Now, another group–Daniel Blumstein of the University of California, Los Angeles and three students, all recently graduated:Sarah Reed-Guy, Connor Gehris, Meng Shi–has taken the investigation into the wilds of Mo’orea, a paradisal island in French Polynesia, just a quick boat ride from Tahiti. This team recorded the amount of time each individual plant stayed closed after being touched. These wild Mimosa, with plenty of environmental variation and social interaction, showed consistent and repeatable differences in leaflet costing time. There were the risk-averse and the sun-gluttons among them. One little plant was not the same as the next.
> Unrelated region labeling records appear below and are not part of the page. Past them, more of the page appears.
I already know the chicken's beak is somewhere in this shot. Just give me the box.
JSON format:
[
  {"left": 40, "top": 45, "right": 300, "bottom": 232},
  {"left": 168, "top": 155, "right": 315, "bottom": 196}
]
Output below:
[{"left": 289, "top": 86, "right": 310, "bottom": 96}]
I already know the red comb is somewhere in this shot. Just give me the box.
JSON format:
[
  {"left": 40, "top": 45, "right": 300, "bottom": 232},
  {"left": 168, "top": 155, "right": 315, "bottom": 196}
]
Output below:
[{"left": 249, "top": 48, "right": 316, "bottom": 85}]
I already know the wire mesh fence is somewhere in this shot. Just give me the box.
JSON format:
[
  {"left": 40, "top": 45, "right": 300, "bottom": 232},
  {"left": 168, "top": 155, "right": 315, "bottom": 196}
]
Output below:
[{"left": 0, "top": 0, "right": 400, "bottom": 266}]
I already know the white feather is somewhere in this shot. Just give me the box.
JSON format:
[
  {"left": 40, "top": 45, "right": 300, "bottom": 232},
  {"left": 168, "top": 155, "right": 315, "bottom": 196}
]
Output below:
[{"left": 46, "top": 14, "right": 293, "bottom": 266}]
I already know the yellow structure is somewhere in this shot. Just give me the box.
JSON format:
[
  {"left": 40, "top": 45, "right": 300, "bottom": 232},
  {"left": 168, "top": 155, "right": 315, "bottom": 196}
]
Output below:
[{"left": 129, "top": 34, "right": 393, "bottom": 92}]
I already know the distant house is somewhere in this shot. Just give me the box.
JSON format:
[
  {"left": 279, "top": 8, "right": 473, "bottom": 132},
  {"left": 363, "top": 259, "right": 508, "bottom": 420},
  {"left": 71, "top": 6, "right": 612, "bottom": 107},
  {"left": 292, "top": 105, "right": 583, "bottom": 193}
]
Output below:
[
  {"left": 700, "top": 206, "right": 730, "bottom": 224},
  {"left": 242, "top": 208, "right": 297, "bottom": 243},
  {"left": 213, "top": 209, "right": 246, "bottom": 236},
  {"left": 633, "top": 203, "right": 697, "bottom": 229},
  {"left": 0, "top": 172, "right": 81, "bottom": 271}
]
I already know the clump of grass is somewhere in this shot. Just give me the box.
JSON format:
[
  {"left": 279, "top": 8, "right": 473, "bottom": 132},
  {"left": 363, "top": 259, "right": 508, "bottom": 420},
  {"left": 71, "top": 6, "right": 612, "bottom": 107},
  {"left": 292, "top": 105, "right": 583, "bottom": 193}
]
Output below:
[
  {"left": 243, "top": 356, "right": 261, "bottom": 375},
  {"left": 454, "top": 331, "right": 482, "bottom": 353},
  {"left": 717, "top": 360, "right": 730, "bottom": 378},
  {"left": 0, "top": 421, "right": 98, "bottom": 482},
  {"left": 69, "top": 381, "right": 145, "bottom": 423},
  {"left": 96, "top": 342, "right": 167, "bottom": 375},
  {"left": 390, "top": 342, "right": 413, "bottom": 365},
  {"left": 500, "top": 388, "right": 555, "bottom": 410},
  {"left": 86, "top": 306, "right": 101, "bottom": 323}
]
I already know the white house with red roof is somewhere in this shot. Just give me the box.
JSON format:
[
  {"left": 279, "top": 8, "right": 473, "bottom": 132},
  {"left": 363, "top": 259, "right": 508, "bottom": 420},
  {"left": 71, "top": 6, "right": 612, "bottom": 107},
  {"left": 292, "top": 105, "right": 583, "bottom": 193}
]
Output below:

Then the team starved some plants by putting black garbage bags over them. (They put clear garbage bags over the others as a control so that the physical touch of the bags would be constant.) As expected, hungry plants re-opened their leaves faster after being touched, but the effect of individual personalty was still important. The risk-averse didn’t have their personality obliterated by hunger. The sun gluttons remained greedy. As they note in the last line of their paper: “Plants, it seems, may have personality.”
Mimosa are the perfect model system to investigate these questions in plants because it is one of the cases where flora deign to behave on the timescale of us fauna. Trapped in our own fast-forward world, it is hard for us to see plants making tradeoffs, calculating risk, and expressing personalities.
“The timeframes of many plant behaviors is different than many animals,” says Blumstein, who spends most of his time studying animal behavior. “You have to squint.”
Coupled with recent discoveries in tree-to-tree communication, tree shyness, and even cooperation, the Mimosa research suggests that we should not overlook or underestimate the plants of this world. Apart from making the oxygen you breathe and providing the basis for the food web upon which you depend, plants may also be basically as smart as you are—just less hasty.
Very interesting article. I have no problem with plant-to-plant communication, tree shyness, or cooperation, but to call that social interaction goes way too far. They are exchanging chemicals not opinions, and they don’t have a choice of whether or not to communicate, be shy, or cooperate. Yes, there are differences between plants within species and plant interactions are complex, but we should not anthropomorphize them.
Delightful! Especially the final line’s nod to that famous fictional flora sapiens, Treebeard, and his motto “Don’t be hasty.”